Useful Information from Prolific Bloggers

Maintaining Your Web Content

You may have heard of companies that spend millions of dollars maintaining their web sites. Fortunately, for the goal of monetizing web content, such expensive maintenance is unnecessary.

In fact, the only costs you'll have are hosting fees and any money you spend on promoting your site. So maintenance is going to, for the most part, come down to you publishing as much content as you can on a regular basis. Keep in mind that your monetization efforts are going to be successful only with a lot of content. You will be earning small amounts of revenue from each page on your web site which will add up when you have a large number of pages.

Other types of maintenance include simple upgrades to your web site as it grows. For example, your site may initially launch without much in the way of graphics. This is fine. But when your site grows in popularity and traffic you may want to consider creating a professional-looking logo and tag line. You may also want to start incorporating graphics in to individual posts to break up the text. These sorts of things help improve the perception of quality of your site which is equally important to the actual quality. If you have the time and resources to add these bells and whistles sooner rather than later, go ahead and do so, but remember that actual written content is the most important element of your site.

In terms of infrastructure maintenance, there will be very little. If you use a program such as WordPress, which I highly recommend, to manage your content, then you will on occasion need to upgrade the software when new versions are released. I would recommend that you avoid any "dot-0" releases e.g. 1.0 and 2.0 as these are often buggy and quickly followed by "dot-1" releases. You might as well wait for a stable version that you only need to upgrade once.

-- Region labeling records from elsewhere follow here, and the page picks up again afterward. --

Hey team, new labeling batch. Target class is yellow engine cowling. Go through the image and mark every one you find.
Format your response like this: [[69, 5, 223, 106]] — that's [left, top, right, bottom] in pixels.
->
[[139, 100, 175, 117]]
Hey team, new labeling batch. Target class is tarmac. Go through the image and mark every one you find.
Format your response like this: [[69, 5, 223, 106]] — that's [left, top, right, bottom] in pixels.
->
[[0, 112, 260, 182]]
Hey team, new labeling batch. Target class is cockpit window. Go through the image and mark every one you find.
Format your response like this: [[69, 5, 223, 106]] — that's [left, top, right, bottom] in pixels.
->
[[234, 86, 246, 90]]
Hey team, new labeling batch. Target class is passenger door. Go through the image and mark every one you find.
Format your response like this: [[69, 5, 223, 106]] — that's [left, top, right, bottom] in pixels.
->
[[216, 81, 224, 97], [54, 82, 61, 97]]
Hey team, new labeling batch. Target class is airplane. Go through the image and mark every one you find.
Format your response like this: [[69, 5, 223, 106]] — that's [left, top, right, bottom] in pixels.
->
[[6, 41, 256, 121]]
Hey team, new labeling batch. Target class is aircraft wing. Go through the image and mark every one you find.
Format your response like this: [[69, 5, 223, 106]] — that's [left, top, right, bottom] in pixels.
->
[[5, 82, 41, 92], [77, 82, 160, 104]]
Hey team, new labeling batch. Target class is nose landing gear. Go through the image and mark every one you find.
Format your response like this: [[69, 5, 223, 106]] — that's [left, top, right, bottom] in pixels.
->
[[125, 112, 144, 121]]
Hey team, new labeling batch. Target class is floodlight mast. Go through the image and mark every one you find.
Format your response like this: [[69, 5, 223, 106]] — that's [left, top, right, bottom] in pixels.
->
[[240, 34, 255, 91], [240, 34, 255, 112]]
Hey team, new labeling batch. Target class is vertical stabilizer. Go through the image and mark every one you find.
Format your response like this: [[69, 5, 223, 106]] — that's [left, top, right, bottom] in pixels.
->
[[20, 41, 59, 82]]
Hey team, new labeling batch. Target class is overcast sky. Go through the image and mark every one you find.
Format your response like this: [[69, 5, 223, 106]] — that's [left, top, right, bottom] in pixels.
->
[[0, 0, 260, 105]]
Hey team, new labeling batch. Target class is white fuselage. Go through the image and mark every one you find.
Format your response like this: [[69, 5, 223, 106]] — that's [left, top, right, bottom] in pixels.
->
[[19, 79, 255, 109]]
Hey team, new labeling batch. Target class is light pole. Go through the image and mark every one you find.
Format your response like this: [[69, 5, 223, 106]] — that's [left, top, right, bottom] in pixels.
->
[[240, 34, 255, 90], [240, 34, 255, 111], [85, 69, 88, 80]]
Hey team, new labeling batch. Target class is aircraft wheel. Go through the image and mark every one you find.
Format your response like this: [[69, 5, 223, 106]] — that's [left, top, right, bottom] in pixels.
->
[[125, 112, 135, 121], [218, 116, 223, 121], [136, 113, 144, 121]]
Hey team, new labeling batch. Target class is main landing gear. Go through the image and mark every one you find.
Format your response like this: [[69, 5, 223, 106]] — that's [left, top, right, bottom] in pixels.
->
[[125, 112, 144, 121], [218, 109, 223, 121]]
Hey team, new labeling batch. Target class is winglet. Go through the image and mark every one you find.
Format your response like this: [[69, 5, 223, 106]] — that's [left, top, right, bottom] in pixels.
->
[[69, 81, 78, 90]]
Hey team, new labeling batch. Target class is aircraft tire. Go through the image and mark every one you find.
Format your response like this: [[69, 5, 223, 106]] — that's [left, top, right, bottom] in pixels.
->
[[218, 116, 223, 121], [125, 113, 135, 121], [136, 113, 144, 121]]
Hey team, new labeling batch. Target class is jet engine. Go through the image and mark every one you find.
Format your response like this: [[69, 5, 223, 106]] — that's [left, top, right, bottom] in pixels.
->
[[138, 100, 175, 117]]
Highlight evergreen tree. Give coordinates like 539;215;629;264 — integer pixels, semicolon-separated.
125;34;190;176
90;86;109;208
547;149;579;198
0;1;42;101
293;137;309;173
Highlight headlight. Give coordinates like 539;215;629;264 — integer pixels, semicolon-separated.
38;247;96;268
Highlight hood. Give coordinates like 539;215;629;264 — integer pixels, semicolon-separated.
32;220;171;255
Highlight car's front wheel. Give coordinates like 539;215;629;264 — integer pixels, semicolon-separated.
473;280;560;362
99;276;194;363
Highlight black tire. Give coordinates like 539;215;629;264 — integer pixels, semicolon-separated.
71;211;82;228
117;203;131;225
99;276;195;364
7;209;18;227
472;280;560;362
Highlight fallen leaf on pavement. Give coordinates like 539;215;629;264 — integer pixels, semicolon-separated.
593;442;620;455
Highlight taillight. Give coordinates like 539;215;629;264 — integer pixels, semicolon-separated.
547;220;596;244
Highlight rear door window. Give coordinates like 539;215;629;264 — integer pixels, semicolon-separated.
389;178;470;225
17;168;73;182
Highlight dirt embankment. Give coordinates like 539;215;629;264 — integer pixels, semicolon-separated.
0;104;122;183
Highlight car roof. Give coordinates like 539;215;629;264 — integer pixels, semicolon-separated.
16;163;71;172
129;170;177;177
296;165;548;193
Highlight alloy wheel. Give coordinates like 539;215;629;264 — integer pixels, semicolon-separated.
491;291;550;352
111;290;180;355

Before upgrading, be sure you have a back up of your entire web site. Even when you're not upgrading, a backup can be very useful should your site's data become lost or corrupt. Having a backup can also help should you find yourself in disputes with your hosting company which sometimes hold your data hostage until you agree to their demands. Note that with most web sites there are two components to the backup: 1) files and 2) database data. Make sure you're backing up both!